California sues Amazon for anti-competitive practices

California Attorney General Rob Bonta announced on September 14 that he had filed an antitrust lawsuit against Amazon in a San Francisco court. He believes the company has “strangled competition” and caused “prices to go up” through “anti-competitive contracting practices.”

Keep prices artificially high

Prosecutors are targeting the conditions Amazon has placed on sellers to force them to use their marketplace rather than offer their products to competitors like “Walmart, Target, eBay, or even their own websites.” “Amazon is forcing sellers into deals that artificially inflate prices, knowing full well they can’t afford to say no,” writes Rob Bonta.
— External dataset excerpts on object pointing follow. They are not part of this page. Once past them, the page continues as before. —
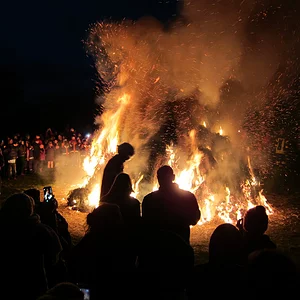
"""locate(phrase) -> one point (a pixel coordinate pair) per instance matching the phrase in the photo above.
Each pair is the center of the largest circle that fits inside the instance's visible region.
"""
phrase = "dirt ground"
(284, 226)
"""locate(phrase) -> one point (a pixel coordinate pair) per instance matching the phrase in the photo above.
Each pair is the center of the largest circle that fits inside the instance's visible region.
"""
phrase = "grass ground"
(284, 227)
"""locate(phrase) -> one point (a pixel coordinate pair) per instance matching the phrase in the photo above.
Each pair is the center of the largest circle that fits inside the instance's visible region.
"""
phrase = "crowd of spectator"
(40, 154)
(137, 251)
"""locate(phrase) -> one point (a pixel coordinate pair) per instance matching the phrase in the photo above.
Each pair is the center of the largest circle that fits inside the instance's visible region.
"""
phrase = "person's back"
(119, 194)
(27, 247)
(115, 166)
(255, 224)
(225, 266)
(170, 208)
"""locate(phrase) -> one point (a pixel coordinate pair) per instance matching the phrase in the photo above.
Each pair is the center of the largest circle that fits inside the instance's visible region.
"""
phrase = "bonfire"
(159, 99)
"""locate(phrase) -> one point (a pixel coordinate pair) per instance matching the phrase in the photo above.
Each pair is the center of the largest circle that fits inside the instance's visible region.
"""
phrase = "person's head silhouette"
(165, 175)
(122, 185)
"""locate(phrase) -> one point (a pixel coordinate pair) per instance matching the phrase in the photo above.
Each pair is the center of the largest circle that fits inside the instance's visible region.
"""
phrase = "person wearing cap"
(115, 166)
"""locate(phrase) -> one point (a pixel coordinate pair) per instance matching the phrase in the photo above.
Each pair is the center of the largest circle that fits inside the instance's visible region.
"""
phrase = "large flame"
(189, 177)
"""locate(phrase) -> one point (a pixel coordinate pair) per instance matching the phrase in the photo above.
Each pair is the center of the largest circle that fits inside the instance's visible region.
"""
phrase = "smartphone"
(48, 193)
(86, 293)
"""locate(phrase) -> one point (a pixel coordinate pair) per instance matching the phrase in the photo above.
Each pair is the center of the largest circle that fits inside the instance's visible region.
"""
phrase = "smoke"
(222, 54)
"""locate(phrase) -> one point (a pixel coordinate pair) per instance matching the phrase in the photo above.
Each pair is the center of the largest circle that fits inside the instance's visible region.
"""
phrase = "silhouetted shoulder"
(134, 201)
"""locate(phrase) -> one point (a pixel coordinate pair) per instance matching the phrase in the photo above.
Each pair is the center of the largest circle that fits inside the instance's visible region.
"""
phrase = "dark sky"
(46, 78)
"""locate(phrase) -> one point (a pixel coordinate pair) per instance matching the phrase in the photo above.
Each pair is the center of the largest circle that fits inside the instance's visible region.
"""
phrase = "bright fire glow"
(223, 204)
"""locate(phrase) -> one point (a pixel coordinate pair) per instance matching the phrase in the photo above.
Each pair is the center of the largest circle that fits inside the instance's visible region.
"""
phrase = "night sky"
(46, 78)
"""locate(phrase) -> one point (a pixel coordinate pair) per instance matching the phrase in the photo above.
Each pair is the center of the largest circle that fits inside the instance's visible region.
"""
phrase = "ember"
(163, 97)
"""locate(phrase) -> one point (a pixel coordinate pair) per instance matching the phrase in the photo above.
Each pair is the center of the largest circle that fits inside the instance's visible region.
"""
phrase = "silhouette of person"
(253, 226)
(225, 266)
(170, 208)
(120, 194)
(28, 249)
(115, 166)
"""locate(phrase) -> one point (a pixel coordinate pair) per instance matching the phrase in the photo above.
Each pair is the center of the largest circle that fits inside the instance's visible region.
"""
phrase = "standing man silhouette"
(115, 166)
(170, 208)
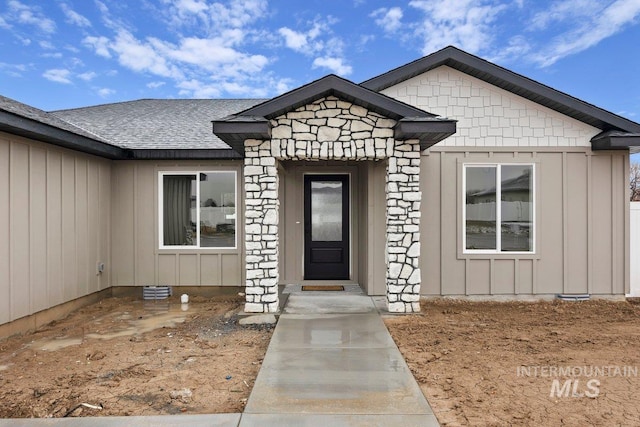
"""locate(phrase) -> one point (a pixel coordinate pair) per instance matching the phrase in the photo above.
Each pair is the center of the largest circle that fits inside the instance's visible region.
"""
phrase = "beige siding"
(487, 115)
(581, 226)
(137, 259)
(51, 236)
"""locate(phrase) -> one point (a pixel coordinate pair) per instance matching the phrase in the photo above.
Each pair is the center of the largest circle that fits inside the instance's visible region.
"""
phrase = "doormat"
(323, 288)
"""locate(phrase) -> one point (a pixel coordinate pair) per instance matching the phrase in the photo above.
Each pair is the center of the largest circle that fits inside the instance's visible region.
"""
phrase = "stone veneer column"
(403, 227)
(261, 227)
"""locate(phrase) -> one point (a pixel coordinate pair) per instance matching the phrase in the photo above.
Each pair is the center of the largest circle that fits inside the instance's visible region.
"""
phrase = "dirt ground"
(133, 357)
(476, 362)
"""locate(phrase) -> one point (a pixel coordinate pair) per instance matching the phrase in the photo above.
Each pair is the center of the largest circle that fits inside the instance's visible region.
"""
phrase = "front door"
(326, 227)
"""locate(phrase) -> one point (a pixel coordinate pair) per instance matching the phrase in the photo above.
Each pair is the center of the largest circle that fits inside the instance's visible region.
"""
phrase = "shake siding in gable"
(581, 223)
(580, 212)
(487, 115)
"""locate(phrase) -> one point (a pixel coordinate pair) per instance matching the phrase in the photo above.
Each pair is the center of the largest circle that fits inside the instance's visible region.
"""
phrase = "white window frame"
(197, 173)
(532, 232)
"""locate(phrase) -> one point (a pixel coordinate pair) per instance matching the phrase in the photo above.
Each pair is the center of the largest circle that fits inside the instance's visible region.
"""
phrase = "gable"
(255, 123)
(488, 115)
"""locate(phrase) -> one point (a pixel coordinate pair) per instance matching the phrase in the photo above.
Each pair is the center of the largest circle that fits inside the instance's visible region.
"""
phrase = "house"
(448, 176)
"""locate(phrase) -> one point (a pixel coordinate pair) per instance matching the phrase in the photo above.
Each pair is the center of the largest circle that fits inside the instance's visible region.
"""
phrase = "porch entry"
(326, 227)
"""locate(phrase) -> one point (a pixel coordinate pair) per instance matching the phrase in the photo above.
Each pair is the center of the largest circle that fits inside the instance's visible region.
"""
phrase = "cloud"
(209, 18)
(99, 44)
(142, 57)
(105, 92)
(191, 6)
(389, 19)
(74, 17)
(595, 24)
(4, 24)
(88, 76)
(58, 75)
(335, 65)
(306, 42)
(466, 24)
(155, 85)
(13, 70)
(293, 39)
(29, 15)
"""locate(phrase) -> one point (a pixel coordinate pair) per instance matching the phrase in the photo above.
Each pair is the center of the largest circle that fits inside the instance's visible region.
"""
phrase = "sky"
(58, 54)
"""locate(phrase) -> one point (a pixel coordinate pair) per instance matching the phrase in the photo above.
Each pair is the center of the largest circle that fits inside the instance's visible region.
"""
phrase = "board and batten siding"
(634, 225)
(137, 259)
(581, 205)
(55, 207)
(581, 226)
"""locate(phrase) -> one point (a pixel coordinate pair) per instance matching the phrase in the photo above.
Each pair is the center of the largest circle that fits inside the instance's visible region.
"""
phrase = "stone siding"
(261, 227)
(332, 129)
(403, 228)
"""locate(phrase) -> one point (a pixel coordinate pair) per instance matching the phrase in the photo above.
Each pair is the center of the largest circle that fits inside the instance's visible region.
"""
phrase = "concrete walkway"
(330, 362)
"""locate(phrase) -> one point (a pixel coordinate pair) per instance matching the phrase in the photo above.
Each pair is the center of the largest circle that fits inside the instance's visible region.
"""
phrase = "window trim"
(532, 233)
(196, 173)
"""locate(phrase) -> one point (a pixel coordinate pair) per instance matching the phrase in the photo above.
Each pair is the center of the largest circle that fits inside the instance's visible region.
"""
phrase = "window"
(197, 209)
(492, 227)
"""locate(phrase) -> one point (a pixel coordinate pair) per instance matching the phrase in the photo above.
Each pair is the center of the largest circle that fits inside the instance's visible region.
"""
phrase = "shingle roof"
(16, 108)
(151, 124)
(507, 80)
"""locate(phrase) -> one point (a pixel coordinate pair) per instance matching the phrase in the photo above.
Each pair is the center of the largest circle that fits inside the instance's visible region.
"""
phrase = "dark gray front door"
(326, 227)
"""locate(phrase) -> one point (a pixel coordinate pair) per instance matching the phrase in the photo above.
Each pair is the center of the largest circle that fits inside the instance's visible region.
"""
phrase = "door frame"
(350, 232)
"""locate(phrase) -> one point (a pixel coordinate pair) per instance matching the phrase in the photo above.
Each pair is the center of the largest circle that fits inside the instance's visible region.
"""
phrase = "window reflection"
(481, 207)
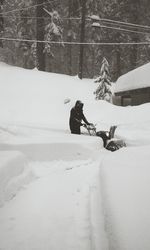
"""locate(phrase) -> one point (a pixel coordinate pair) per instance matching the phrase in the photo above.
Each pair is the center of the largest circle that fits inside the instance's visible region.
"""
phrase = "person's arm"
(73, 116)
(85, 120)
The platform thus became a “one-stop-shop for all purchases” to the detriment of “California consumers”, “small business owners” and “a fair and competitive economy”.

Specifically, Amazon requires sellers to “not offer lower prices elsewhere” and “take harsh penalties such as losing the Buy Box.” This shopping box makes it easy for Internet users to add items to their shopping cart. However, when multiple sellers offer the same item, only one seller can have this option.

Sellers risk being excluded

If merchants do not comply with the e-commerce giant’s prohibitions, they expose themselves to sanctions such as “reducing the list of products” or even “ending or suspending the ability to do so” through the marketplace. Consequently, “prices are artificially stabilized at higher levels.”

The complaint states that sellers feel they could sell their items cheaper on other sites because the additional fees are lower. In practice, they don’t because “Amazon will disqualify our offers” can be read.

Thus, Rob Bonta asks the courts to prohibit Amazon from entering into and applying anti-competitive terms in its contracts with sellers, as well as to oblige to compensate for the damage caused to consumers through damages.

Amazon in the sights of Brussels

The European Commission also accuses Amazon of anti-competitive practices. Two investigations are ongoing. The first concerns the use of private data from third-party marketplace sellers, which will allow it to “calibrate retail offerings” and “strategic business decisions” to the detriment of other sellers on the platform. The second concerns the “Buy Box” and the “Prime” label. This time around, it’s being criticized for applying unclear criteria to select sellers who benefit from these devices.